In the early 1950s civic leaders decided to demolish to demolish the council offices in Ingrave Road and to procure a more substantial structure. The new building was designed by John Brandon-Jones, Ashton & Broadbent in the Neo-Georgian style, was built in red brick with stone dressings and was officially opened by Queen Elizabeth II, accompanied by Duke of Edinburgh, in October 1957.

The original design (the central and right hand sections of the current structure) involved an asymmetrical main frontage with sixteen bays facing onto Ingrave Road with the right hand section of three bays projected forward and containing a round headed entrance. The central section of thirteen bays featured three rows of Neo-Georgian style windows. The building was extended to the south in 1984 creating a left hand section of three bays which also projected forward and contained a clock tower as well as a round headed entrance, so giving the building its current symmetry. The appearance of the building was heavily influenced by the style of Charles Cowles-Voysey under whom Brandon-Jones had served in the 1930s. Pevsner described the building as "very old-fashioned" although he added that "Brentwood's councillors had spent their money wisely." Internally, the principal room in the building was the council chamber.

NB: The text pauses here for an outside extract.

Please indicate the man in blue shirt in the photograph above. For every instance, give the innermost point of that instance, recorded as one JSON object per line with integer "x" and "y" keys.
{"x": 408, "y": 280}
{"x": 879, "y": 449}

The building continued to serve as the local seat of government after the enlarged Brentwood District Council was formed in 1974. An extension to the rear was completed in 1990 and, following further population growth, Brentwood achieved municipal borough status with the building as its headquarters in April 1993.

In March 2017, a stainless steel sculpture designed by Michael Johnson and entitled the "Pilgrim's Staff" was unveiled outside the building to commemorate the town's historic role in hosting pilgrims travelling to Canterbury. Following an extensive programme of refurbishment works costing £15 million, which created a community hub as well as a mixture of residential and commercial space, the building was re-opened by the Duke of Kent in February 2020.